The SolarWinds attack offers an instructive example. An IT company distributing software to more than 30,000 organisations had its internal network compromised. The attackers injected code into a software update, which went out through trusted channels and installed backdoors on the network. About 18,000 organisation installed the compromised update and attackers were inside networks of the Department of State, Treasury, Energy, Homeland Security, and the NSA for months before they were discovered.

It’s a lot harder to, say, get root access to a remote server over the internet with which you have no relationship. So imagine a chain of four vulnerabilities makes this easy, and it propagates across the internet. Most servers update, but it’s easy to tell which ones haven’t. And attackers have another three sets of four-chain exploits ready to go for when a server gets patched. Attackers can use this surface, which your computer trusts, to push an attack onto your computer. Because it’s travelling over a trusted network, that code doesn’t need to use such sophisticated attacks to hack you.

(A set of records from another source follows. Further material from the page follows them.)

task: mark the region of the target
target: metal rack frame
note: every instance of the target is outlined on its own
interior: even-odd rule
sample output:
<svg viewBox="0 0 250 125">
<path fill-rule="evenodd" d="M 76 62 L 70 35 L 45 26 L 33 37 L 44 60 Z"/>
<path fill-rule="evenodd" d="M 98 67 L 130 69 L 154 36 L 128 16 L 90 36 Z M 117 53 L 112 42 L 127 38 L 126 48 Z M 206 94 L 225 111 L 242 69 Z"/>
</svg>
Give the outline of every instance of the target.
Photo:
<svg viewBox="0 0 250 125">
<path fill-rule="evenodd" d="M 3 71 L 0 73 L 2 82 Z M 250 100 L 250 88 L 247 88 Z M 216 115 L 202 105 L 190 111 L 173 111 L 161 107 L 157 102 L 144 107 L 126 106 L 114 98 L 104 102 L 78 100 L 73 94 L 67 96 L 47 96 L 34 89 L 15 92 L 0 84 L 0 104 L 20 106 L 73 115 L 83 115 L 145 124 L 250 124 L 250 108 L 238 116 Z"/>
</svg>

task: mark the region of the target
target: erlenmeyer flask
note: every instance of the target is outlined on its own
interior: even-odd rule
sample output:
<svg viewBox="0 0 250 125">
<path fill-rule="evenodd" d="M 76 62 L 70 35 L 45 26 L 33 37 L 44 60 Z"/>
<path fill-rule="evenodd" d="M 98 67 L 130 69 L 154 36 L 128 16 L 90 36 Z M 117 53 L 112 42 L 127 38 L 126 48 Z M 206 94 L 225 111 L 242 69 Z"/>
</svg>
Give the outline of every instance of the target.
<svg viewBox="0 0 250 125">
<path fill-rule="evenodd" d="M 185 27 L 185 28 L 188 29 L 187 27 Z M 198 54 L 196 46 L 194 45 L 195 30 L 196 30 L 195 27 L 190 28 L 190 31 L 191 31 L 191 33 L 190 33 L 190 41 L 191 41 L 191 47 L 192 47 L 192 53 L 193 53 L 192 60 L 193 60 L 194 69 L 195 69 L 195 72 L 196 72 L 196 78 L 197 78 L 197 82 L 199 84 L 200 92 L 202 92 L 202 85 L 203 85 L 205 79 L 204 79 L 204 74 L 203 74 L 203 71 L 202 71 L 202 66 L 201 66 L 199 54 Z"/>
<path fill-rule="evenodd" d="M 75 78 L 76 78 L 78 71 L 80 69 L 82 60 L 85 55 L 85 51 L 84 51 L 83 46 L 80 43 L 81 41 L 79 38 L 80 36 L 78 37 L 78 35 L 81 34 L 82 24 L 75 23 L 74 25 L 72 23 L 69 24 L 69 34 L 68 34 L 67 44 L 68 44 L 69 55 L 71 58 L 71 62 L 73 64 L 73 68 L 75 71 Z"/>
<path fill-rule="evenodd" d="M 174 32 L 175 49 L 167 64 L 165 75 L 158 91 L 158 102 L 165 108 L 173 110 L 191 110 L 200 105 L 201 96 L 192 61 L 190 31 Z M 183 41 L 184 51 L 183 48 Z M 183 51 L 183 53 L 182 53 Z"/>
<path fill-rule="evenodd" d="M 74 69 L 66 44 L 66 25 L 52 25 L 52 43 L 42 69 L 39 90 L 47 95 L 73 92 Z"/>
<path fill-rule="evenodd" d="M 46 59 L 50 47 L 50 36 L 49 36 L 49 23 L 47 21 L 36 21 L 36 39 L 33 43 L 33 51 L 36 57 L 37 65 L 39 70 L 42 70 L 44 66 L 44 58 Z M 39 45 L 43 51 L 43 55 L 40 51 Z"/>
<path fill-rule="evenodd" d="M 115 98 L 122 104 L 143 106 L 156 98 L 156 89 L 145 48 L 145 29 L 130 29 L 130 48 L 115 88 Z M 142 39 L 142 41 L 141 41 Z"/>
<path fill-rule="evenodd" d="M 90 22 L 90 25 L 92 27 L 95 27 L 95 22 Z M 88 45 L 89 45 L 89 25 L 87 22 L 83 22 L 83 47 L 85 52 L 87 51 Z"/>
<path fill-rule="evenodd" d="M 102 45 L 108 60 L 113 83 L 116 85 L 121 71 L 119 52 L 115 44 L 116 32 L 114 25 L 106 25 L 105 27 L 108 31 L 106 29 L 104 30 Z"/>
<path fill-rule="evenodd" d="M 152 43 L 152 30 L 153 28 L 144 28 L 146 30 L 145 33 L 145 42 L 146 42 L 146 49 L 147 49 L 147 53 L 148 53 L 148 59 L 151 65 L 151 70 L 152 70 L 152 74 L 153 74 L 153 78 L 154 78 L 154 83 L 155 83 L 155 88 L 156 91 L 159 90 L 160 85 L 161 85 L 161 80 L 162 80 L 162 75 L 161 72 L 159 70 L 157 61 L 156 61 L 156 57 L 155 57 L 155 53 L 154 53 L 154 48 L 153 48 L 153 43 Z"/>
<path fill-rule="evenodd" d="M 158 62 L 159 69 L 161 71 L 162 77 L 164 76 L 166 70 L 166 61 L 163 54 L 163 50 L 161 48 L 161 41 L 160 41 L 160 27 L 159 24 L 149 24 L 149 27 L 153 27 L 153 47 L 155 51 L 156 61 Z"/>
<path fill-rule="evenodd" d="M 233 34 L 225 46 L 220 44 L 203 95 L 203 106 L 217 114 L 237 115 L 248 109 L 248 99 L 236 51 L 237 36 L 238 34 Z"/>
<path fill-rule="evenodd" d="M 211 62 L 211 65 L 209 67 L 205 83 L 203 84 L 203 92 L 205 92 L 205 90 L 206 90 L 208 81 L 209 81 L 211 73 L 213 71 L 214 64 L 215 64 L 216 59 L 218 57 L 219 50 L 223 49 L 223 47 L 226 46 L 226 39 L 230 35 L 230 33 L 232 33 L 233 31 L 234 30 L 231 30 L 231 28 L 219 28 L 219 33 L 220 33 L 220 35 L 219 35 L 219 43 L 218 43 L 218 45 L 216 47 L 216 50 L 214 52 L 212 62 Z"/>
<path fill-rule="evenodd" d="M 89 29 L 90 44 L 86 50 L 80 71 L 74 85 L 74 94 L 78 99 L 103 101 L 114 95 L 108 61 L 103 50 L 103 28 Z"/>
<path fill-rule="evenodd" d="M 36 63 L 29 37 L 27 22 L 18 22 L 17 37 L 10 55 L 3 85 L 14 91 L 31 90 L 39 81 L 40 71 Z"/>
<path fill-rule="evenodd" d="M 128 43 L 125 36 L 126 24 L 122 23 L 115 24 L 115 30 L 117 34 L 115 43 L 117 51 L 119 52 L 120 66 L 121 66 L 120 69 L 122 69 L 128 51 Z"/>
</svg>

The Attack Sphere of Your Mind | Dall-E prompted by Claude Opus

Move 37 for Your Brain

We think we understand how human persuasion works. Emotional triggers, in-group identities, thought and perception errors. We think we have the map. But consider that some of the now-familiar sentence structures we call “clickbait” were not popularised and systematised until 2013.

In 1994, a behavioural economist at Carnegie Mellon named George Lowenstein theorised that provoking curiosity in a headline might create more impact. But it wasn’t until 2013, when Upworthy built a massive A/B testing infrastructure to discover what kinds of headlines worked best, that formulations like “You Won’t Believe What Happens Next” were essentially discovered. And with that development, the playspace expanded ever so slightly.